Le donne partono senz’altro svantaggiate in casi di aggressioni per un ovvia ed ineliminabile disparità fisica rispetto agli uomini; sarà politically incorrect, ma disconoscere questo dato di realtà è pericoloso e ingannevole. D’altra parte prima e ben più frequentemente di conclamate aggressioni fisiche o violenze, le donne sono ordinariamente vittime di prevaricazioni, aggressioni verbali, discriminazioni e violenze di tipo psicologico che non chiamano subito in campo una diretta disparità fisica, ma da cui molte stentano comunque a mettere in atto comportamenti di autodifesa. L’autodifesa femminile non è soltanto fisica, ma è prima di tutto psicologica (Marina Valcarenghi, L’aggressività femminile, Mondadori, 2008).

 

Aggressività femminile e autodifesa

L’identità femminile è ancora oggi ingombrata dai residui di quello che M. Cristina Balducci definisce nel suo libro Il velo e il coltello. L'aggressività femminile tra cura e cultura (Vivarium, 2006) un “postulato granitico e millenario” ovvero l’identificazione della donna con stereotipi di accudimento, passività e remissività epurati da qualunque componente di aggressività, combattività e assertività. L’aggressività è invece una componente inalienabile anche della psicologia femminile, non si identifica con prevaricazione o violenza, ma rappresenta il motore per far valere le proprie idee, perseguire i propri obiettivi con determinazione e far rispettare assertivamente i propri confini e i propri diritti non “abbozzando” alle avances inopportune di un collega di lavoro, a minacce o a commenti rabbiosi di un partner svalutante: questi sono già atti di violenza.

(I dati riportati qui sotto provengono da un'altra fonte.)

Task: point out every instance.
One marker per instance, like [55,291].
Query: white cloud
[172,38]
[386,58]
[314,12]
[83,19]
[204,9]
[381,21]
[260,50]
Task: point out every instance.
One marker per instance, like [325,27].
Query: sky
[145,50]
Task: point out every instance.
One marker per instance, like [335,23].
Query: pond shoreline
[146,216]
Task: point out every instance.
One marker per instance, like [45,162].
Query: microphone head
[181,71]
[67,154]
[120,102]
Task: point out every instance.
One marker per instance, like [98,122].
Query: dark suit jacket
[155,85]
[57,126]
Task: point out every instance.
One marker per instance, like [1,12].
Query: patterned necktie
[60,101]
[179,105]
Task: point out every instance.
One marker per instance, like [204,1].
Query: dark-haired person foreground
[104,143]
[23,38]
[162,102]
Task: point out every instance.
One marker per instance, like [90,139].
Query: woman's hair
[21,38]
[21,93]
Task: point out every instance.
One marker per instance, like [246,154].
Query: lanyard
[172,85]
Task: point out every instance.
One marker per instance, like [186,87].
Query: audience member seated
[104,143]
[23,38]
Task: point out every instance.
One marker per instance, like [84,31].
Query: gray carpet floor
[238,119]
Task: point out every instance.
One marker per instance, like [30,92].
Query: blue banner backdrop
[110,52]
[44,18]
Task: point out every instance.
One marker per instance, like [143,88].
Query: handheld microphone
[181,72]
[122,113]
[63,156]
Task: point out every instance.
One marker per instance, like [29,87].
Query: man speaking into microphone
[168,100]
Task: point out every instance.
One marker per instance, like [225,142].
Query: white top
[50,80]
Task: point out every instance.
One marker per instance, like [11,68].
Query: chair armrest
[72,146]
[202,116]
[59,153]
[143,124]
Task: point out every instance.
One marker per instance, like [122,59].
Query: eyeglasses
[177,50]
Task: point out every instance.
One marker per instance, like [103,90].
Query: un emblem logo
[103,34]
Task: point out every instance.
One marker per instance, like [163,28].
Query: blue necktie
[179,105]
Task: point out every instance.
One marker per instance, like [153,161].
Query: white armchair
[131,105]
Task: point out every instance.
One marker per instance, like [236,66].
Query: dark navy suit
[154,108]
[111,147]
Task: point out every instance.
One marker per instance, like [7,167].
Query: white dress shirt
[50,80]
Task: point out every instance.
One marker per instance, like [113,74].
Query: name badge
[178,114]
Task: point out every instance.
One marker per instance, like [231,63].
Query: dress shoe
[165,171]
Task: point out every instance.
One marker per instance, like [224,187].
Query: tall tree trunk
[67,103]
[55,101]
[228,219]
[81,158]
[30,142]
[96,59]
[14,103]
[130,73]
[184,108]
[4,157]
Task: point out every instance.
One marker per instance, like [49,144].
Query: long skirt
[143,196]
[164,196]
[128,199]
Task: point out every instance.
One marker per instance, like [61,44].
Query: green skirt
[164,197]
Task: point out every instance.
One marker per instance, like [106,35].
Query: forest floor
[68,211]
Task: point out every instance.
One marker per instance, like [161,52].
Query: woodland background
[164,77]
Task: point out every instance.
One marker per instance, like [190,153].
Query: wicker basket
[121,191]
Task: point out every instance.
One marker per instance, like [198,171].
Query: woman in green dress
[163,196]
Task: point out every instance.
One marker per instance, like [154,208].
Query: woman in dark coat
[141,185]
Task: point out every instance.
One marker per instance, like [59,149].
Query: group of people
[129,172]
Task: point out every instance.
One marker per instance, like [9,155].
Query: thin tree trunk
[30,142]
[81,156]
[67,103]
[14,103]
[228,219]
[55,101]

Il primo passo nella psicologia dell’autodifesa femminile è la prevenzione, per attuarla è fondamentale non solo riconoscersi vulnerabili fisicamente, ma anche degne di rispetto e in diritto di tutelare i propri confini sia fisici che psicologici. Senza questa premessa anche le arti marziali più sofisticate saranno di dubbia efficacia.